Автор книги: Анатолий Равикович
Жанр: Биографии и Мемуары, Публицистика
сообщить о неприемлемом содержимом
Текущая страница: 13 (всего у книги 21 страниц)
– Что это вы себе позволяете, Владимиров? Вас для этого поставили руководить театром?
– Простите, я не понимаю.
– Ты не понимаешь? А подыгрывать всяким врагам и мерзавцам понимаешь? Как это вам пришло в голову ставить постановку в переводе этого пасквилянта Пастернюка? Ты что, газет не читаешь? Идите и помните: вы на передовом фронте партии – на идеологическом. Повторится – будем делать оргвыводы.
Мы слушали Владимирова и вместе с ним испытывали стыд, унижение и беспомощность. Но главное, самое важное для нас, – спектакль остался в репертуаре. Все-таки времена стали другими.
* * *
Время шло, и я уже вполне освоился в Театре имени Ленсовета. С началом нового, шестьдесят пятого года я получил свою первую большую, по-настоящему интересную роль в спектакле «Сплошные неприятности» – инсценировке удивительно смешной и трогательной повести американцев Левина и Химена «Трудно быть сержантом». О приключениях двух новобранцев в армии США. Двух недотеп. Большого и маленького. Большого наивного деревенского парня из американской глубинки играл Толя Семенов, я, естественно, играл маленького придурковатого очкарика из интеллигентной семьи. Спектакль получился средненьким, но я все равно ощущал, играя эту роль, огромное удовольствие. Семенов на самом деле был большой, 182 сантиметра роста, с каштановыми волосами, крутыми плечами и сочным басом. При виде его круглого, курносого лица с добродушной улыбкой на сахарных устах хотелось сказать: «Ой, ты, гой еси, добрый молодец», – и поместить иллюстрацией в книгу русских народных сказок. Он и выпить любил, как русский богатырь. Мы с ним подружились и жили на гастролях вместе на частной квартире. Каждый вечер после спектакля, как ритуал, он ставил на стол бутылку водку. Мои протесты, что пить столько нельзя, что я не хочу, что завтра репетиция, – он игнорировал, молча разливая водку по стаканам. Потом он поднимал свой стакан, дотрагивался им до моего, чокаясь, и, укоризненно глядя на меня глазами обиженного сенбернара, говорил: «Старик, я один не пью» – и ждал, пока я наконец, устав отпираться, не сдамся. Так происходило каждый божий день. Естественно, что если сегодня бутылка была его, то завтра была моя очередь. Через десять дней у нас заканчивались суточные, выданные на месяц, а еще через неделю – и зарплата. Мы занимали денег и переходили на режим жесточайшей экономии. Экономили, понятно, на закуске. Вечерняя бутылка была вне меркантильных соображений и ставилась на стол с неизбежностью восходов и закатов солнца. Еду мы покупали в кулинарии на первом этаже нашего же дома. Это была моя обязанность. Я дожидался, когда подойдет моя очередь, и капризно разглядывал лежащие в витрине отбивные котлеты, жареных кур, запеченную рыбу, делая вид, что все это не возбуждает во мне никакого аппетита. Но вдруг мой утомленный взор останавливался на большом куске отварного, по цене семьдесят копеек за килограмм, вымени.

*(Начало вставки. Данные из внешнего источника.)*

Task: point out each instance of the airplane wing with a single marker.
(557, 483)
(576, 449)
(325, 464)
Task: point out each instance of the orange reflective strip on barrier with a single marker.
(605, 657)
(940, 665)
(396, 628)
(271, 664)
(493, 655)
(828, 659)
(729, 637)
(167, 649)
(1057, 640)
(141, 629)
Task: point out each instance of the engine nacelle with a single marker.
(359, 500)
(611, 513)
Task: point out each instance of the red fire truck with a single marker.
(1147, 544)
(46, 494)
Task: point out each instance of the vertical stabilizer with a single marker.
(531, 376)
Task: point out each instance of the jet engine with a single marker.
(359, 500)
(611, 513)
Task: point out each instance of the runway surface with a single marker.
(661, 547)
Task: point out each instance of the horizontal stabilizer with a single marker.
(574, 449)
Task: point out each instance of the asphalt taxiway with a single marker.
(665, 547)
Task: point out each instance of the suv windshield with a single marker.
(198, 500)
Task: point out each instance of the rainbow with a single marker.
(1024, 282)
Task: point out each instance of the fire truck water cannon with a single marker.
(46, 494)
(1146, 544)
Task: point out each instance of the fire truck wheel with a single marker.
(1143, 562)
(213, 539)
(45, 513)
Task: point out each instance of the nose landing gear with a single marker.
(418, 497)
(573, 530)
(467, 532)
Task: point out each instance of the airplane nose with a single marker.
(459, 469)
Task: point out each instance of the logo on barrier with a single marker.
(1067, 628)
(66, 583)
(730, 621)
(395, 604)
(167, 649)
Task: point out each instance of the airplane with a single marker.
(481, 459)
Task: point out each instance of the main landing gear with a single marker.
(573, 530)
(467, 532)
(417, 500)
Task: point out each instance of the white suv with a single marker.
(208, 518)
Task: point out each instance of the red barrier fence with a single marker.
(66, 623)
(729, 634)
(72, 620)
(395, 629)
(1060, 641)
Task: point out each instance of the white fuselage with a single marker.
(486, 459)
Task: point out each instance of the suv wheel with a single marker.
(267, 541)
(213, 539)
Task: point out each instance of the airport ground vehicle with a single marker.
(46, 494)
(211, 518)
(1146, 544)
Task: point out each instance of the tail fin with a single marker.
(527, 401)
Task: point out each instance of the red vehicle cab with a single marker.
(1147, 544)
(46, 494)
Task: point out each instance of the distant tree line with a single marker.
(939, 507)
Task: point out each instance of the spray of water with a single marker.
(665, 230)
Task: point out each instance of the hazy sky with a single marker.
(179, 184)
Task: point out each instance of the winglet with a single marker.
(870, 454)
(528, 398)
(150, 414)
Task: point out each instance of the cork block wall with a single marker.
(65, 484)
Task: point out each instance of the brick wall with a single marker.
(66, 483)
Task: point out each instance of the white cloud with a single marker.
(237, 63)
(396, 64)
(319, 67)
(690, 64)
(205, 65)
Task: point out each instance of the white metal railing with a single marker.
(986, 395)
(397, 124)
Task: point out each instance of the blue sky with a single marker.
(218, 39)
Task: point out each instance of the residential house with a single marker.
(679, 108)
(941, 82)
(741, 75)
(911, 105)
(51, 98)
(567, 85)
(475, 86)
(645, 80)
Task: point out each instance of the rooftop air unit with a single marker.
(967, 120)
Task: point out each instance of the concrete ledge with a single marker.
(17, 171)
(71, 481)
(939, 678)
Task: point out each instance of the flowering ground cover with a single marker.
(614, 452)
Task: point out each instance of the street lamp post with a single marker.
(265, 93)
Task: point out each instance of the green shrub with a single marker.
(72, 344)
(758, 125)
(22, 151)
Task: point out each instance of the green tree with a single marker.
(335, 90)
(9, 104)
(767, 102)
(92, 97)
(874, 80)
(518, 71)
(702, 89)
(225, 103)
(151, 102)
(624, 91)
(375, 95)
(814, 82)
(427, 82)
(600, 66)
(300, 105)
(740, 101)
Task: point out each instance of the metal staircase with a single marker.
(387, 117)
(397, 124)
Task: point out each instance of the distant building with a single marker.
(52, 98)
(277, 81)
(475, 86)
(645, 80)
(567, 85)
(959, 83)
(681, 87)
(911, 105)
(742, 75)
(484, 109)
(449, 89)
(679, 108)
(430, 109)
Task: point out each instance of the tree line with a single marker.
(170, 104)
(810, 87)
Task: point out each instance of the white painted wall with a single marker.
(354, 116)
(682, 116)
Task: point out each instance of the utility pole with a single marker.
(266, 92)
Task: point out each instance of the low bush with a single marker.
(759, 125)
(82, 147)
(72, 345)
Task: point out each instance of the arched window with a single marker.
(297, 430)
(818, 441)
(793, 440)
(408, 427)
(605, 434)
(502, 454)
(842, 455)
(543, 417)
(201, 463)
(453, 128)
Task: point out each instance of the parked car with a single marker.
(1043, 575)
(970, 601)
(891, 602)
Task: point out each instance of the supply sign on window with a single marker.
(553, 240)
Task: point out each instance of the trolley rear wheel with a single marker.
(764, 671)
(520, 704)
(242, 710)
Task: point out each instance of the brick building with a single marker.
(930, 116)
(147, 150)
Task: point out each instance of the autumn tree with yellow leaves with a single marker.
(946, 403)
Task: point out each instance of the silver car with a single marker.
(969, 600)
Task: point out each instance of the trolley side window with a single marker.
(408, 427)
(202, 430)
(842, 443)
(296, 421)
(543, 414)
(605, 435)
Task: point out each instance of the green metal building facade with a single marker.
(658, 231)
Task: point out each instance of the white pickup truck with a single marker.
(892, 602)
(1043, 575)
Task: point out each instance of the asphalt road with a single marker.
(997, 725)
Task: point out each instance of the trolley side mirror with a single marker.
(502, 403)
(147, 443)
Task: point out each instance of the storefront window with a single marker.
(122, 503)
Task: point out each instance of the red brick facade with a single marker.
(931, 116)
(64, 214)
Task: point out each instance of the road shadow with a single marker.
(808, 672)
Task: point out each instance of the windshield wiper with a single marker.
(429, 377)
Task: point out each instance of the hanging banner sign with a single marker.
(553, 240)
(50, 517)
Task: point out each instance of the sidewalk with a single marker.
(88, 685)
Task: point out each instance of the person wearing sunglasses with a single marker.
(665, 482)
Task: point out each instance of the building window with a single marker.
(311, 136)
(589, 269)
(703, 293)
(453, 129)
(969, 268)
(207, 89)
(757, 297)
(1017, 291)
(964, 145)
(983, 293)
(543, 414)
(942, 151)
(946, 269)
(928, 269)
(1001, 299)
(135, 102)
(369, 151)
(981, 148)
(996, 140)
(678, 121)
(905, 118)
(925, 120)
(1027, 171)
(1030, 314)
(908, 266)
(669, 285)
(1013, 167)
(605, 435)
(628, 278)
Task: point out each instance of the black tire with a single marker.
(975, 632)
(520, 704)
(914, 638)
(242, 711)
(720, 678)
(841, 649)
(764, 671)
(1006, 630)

– Скажите, а кошка будет есть вымя? – спрашивал я у продавщицы.
– Ну а почему бы и нет, – не очень уверенно отвечала она. – Вымя свежее, только сегодня привезли.
– Ну и чудно. Возьму-ка ей вымя.
– Сколько?
– Килограмм.
Продавщица вскинула на меня удивленные глаза и стала отрезать заказанный мной килограмм.
– И банку горчицы, – пробасил возникший рядом со мной Семенов, разоблачая мои жалкие потуги выглядеть респектабельным.
* * *
Между тем я постепенно становился репертуарным артистом, что, честно говоря, не всегда радовало. К примеру, я мог бы спокойно обойтись без участия в очередном детском спектакле «Солдат и Змея», где я играл учителя танцев и одного из шести лесовиков, или кикимор (не берусь точно определить этих ребят). Мы вшестером были одеты в камуфляжную форму, а на лица напяливали маски из папье-маше с дырками для глаз и приклеенными рыжими бровями и огромными усами, которые упрямо лезли в рот и щекотали лицо. Мы были как бы духами леса и чуть что сразу пели: «Солнце за гору зашло, белка спряталась в дупло. Спит барсук в своей норе, спит наш замок на горе». Бравого солдата, накормившего волшебными сливами принцессу в наказание за ее злобный характер и превращенную в змею, играл только что взятый в труппу молодой артист Алексей Петренко. Он приехал в театр, как и я, из провинции, только работал до этого на Украине, в городе Жданове. Наша ленинградская институтская хунта не приняла его в свой круг, и он держался особняком. На мой взгляд, не надо было ему играть солдата. Не было в нем ни простодушия, ни широты души, необходимой для этой роли. А была в нем какая-то скрытая темная сила, какое-то мучительное душевое напряжение, то, что позволило ему гораздо позже замечательно сыграть Свидригайлова в «Преступлении и наказании» и Распутина в «Агонии». Что ни говори, как ни отрицай существование амплуа, а все-таки они есть. Против природы не попрешь. Никуда не денешься от своих собственных, данных природой черт характера. Они вылезают наружу, как ни старайся их спрятать. Словом, Петренко был, на мой взгляд, тем, кого раньше называли «герой-неврастеник». А ему хотелось другого – быть могучим, сильным эпическим героем, этаким Тарасом Бульбой или Ильей Муромцем.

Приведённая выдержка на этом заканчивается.